Bah. I just lost the entire list of test cases that I spent most of yesterday collecting and planning.
Over the past few months, I’ve been using a new text editor that I wrote for myself using AI. I haven’t really reviewed even a single line of code for the text editor, and it’s worked fairly well over the months. Yes, it is vibe-coded in the full meaning of the word, and now the bill has come due.
Today, some weird bug caused the entire text file to get deleted.
This is a bitter lesson for trusting vibe-coded stuff for things that need reliability. AI is ultimately a tool, and it’ll write what I tell it to write, and won’t write what I don’t tell it to write. There’s no point in blaming your tools.
It’s tempting to feel like “I wouldn’t have written such an inconsistent system”, and it’s probably true. But it was my responsibility to get AI to write test cases related to data reliability (and then for me to review those test case implementations thoroughly), and I didn’t do that.
Later edit: Fortunately I remembered the final list, and was able to re-write my lost data from memory! :)
But I’ll really have to audit the data storage logic of my editor now, and add a lot of tests to ensure reliability. It’s pretty scary, I have no idea what the AI wrote.

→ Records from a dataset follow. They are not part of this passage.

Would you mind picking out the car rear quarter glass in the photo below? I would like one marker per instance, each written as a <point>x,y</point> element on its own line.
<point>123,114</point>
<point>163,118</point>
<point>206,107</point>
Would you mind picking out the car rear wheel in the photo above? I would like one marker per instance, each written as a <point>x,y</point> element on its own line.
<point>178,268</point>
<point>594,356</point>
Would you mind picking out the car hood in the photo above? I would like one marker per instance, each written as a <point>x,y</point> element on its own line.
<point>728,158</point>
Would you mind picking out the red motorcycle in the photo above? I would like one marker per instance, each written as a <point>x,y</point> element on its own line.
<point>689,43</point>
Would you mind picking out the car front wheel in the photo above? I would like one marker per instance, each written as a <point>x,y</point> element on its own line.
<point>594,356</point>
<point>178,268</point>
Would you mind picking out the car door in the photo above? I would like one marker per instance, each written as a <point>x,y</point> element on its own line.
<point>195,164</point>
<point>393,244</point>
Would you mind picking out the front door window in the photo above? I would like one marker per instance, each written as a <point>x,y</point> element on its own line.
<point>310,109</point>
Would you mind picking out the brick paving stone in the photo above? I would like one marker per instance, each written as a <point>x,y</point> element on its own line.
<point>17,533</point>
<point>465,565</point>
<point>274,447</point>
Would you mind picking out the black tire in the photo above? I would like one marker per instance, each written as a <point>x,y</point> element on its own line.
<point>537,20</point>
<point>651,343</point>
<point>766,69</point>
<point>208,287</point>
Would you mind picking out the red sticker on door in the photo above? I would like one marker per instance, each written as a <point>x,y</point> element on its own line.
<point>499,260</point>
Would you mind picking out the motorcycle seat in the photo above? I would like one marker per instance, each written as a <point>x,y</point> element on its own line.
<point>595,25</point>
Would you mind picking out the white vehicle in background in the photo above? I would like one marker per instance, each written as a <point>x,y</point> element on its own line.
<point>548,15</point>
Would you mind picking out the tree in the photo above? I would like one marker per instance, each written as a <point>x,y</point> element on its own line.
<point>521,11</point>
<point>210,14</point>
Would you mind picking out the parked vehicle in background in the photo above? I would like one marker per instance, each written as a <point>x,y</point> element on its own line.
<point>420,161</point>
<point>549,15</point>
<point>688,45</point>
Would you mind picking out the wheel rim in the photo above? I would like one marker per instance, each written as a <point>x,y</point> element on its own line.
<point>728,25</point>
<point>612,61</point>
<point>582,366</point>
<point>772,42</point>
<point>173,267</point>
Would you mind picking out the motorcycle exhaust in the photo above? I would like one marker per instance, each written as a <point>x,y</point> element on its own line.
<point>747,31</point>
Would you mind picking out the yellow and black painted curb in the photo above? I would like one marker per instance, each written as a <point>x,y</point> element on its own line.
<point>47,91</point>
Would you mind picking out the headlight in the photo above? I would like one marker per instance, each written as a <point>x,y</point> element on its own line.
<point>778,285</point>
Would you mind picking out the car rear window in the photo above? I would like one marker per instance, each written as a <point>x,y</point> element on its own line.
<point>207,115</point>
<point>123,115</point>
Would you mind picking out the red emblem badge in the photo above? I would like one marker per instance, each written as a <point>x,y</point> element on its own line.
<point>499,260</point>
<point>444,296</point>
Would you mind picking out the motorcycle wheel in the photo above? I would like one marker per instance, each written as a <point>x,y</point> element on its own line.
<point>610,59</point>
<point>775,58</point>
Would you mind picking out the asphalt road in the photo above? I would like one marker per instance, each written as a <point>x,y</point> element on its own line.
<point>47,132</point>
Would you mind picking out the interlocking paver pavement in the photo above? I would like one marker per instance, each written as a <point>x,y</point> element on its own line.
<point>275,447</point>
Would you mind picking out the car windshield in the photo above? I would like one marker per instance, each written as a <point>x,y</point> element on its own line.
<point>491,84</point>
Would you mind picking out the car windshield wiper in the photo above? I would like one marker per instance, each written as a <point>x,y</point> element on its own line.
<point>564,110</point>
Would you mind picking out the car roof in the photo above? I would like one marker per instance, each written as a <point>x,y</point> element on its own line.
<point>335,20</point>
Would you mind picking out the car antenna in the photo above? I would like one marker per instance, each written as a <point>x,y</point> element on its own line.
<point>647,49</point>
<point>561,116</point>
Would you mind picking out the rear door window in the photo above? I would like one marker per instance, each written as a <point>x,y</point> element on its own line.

But there are two ways to react to this. I’m going to continue using my custom editor (it solves an important problem for me), and use this experience and fear of data loss as a forcing function to audit the code, and design the internal data-handling system myself.
And more broadly, the point of this post is a reminder to myself. To ensure that I make sure that the important aspects of a system are provable (via tests) when using AI to build stuff. For e.g. data reliability in this case, probably something else in another project.